- Date: 20–25 March
- Edition: 1st
- Surface: Hard
- Location: Quanzhou, China

Champions

Singles
- Thomas Fabbiano

Doubles
- Hsieh Cheng-peng / Peng Hsien-yin
| International Challenger Quanzhou |

= 2017 International Challenger Quanzhou =

The 2017 International Challenger Quanzhou was a professional tennis tournament played on hard courts. It was the first edition of the tournament which was part of the 2017 ATP Challenger Tour. It took place in Quanzhou, China between 20 and 25 March 2017.

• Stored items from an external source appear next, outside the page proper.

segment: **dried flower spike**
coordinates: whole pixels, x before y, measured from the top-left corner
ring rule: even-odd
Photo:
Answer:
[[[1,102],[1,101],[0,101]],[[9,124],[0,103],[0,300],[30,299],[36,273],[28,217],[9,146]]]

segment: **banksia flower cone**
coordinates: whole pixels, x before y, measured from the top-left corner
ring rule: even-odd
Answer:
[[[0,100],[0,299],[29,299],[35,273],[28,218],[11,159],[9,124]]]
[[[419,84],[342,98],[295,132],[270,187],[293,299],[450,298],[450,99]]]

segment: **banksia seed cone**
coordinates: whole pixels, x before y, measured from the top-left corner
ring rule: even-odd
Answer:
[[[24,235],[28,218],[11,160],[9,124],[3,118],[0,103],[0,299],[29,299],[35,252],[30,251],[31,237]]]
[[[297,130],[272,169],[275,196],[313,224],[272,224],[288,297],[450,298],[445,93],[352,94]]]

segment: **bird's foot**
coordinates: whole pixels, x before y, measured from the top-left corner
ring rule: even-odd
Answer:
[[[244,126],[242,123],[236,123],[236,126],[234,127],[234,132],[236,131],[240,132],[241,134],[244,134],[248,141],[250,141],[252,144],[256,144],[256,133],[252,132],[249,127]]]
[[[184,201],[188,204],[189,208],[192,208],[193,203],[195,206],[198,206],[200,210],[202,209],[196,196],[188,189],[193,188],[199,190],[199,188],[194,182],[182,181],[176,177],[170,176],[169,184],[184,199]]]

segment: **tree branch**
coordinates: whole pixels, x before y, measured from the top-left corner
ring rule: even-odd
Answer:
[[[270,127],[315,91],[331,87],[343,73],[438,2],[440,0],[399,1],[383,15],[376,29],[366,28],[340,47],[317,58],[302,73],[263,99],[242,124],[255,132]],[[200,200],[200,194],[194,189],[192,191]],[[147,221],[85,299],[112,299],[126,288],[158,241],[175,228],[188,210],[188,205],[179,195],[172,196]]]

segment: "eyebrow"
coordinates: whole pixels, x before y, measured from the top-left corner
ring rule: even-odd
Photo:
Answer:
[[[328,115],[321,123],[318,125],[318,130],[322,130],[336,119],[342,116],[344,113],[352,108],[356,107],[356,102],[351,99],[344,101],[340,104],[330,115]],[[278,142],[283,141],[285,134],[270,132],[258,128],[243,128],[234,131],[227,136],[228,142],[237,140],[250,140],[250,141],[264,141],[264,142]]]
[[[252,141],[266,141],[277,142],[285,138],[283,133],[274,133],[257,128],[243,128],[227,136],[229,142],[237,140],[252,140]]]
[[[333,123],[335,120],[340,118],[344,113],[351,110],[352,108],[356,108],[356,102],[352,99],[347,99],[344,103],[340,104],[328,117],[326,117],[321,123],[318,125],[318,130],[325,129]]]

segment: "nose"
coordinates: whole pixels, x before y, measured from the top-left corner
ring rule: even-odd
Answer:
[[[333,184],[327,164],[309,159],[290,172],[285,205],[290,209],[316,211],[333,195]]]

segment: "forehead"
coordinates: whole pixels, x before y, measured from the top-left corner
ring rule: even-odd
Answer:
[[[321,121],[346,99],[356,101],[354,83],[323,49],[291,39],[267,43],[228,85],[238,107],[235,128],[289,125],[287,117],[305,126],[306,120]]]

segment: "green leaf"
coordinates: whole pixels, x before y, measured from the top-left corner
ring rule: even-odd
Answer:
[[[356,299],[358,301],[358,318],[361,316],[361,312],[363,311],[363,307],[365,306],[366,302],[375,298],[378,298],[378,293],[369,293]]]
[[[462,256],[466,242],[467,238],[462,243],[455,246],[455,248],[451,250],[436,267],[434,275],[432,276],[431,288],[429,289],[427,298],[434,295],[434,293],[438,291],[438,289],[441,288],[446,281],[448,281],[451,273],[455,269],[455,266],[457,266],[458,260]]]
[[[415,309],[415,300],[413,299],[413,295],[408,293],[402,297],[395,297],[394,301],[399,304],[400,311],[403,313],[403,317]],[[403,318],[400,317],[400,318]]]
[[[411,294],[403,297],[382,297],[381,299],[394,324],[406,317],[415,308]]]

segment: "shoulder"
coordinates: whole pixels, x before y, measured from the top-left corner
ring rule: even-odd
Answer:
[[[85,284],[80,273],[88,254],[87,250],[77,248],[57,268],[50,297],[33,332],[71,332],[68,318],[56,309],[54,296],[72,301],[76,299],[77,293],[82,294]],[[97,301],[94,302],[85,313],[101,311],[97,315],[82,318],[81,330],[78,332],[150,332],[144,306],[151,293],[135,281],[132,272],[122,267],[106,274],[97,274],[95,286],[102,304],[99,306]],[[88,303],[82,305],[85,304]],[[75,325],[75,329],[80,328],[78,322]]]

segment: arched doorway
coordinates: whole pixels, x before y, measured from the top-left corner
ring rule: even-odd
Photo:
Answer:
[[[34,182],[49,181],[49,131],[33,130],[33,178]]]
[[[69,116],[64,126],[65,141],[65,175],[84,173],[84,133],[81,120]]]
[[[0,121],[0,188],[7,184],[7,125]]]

==Singles main draw entrants==

===Seeds===

| Country | Player | Rank^{1} | Seed |
|---|---|---|---|
| JPN | Yūichi Sugita | 115 | 1 |
| KOR | Lee Duck-hee | 135 | 2 |
| ITA | Luca Vanni | 139 | 3 |
| SLO | Blaž Kavčič | 147 | 4 |
| GER | Maximilian Marterer | 152 | 5 |
| ITA | Thomas Fabbiano | 161 | 6 |
| BLR | Uladzimir Ignatik | 163 | 7 |
| ESP | Enrique López-Pérez | 172 | 8 |

- ^{1} Rankings are as of 6 March 2017.

===Other entrants===
The following players received wildcards into the singles main draw:
- CHN Bai Yan
- CHN Te Rigele
- CHN Xia Zihao
- CHN Zhang Zhizhen

The following player received entry into the singles main draw using a protected ranking:
- IND Yuki Bhambri

The following players received entry from the qualifying draw:
- ITA Matteo Berrettini
- POL Hubert Hurkacz
- ITA Andrea Pellegrino
- ITA Lorenzo Sonego

The following player received entry as a lucky loser:
- JPN Shuichi Sekiguchi

==Champions==

===Singles===

- ITA Thomas Fabbiano def. ITA Matteo Berrettini 7–6^{(7–5)}, 7–6^{(9–7)}.

===Doubles===

- TPE Hsieh Cheng-peng / TPE Peng Hsien-yin def. GER Andre Begemann / BLR Aliaksandr Bury 3–6, 6–4, [10–7].